Google Monopoly: What Does It Mean?

Proving something or someone has a monopoly in today’s era of technology is difficult – but not impossible. The Department of Justice alleges that Google is hogging advertising space and overcharging for it as a result, as well as illegally (allegedly) incentivizing popular phone brands to use Google products as their default.

On Devices

Most mobile smart devices come with a built-in browser. Even when that browser isn’t Google Chrome, the browser itself uses Google for searches until a different default search engine is set. Opening Firefox or Safari and just typing a query directly into the URL bar will almost always (unless a different default is set by the user beforehand) search that query using Google. Many android devices come pre-installed with Google products like Google Maps. Users can ultimately change their defaults, but it would be difficult with the sheer number of apps that are pre-installed. Sometimes, uninstalling an app isn’t actually an option, either, as many frustrated Android users discovered when trying to uninstall apps like Google TV or YT Music. You can download other apps that do these things, but you can never be rid of the Google version without jailbreaking the phone, which takes a bit of technical know-how and often voids warranties or violates carrier contracts. This could just be because Google is huge and its big web of services are convenient… or, as the suit alleges, it could be that Google is illegally paying phone manufacturers to never try the competition, like Bing or DuckDuckGo.

On Ads

The Department of Justice alleges that since Google has shut out rivals in the search engine game, it’s also shut out any rivals that could compete with it in advertising spaces. Since most people use Google, Google ads cost consumers more to buy them. It’s (alleged) excessive control of search prevents users from using or seeing ad serving competitors, creating a self-sustaining cycle where they are always the more valuable search engine.

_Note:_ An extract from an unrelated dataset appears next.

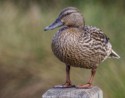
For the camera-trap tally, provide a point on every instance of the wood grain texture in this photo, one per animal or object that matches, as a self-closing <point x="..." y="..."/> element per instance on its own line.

Google denies this – they say that Google’s chokehold on internet searching is because Google is the superior product, not because it has shut other products out.

Stifling Competition

Google has a lot of money. It uses this money to further its own existence, a result of a shareholder system that insists the shareholders must see some new growth, or else the CEO gets kicked. It’s the natural gravitational pull of such a system in a world where money can buy or smooth over nearly anything. When a business loses control of its motives, it loses control of itself. Did Google behave unethically? Probably – it doesn’t take a trial to suggest such a system encourages unethical behavior, whether legal or not. Did Google behave illegally? That is to be determined in the DoJ’s trial.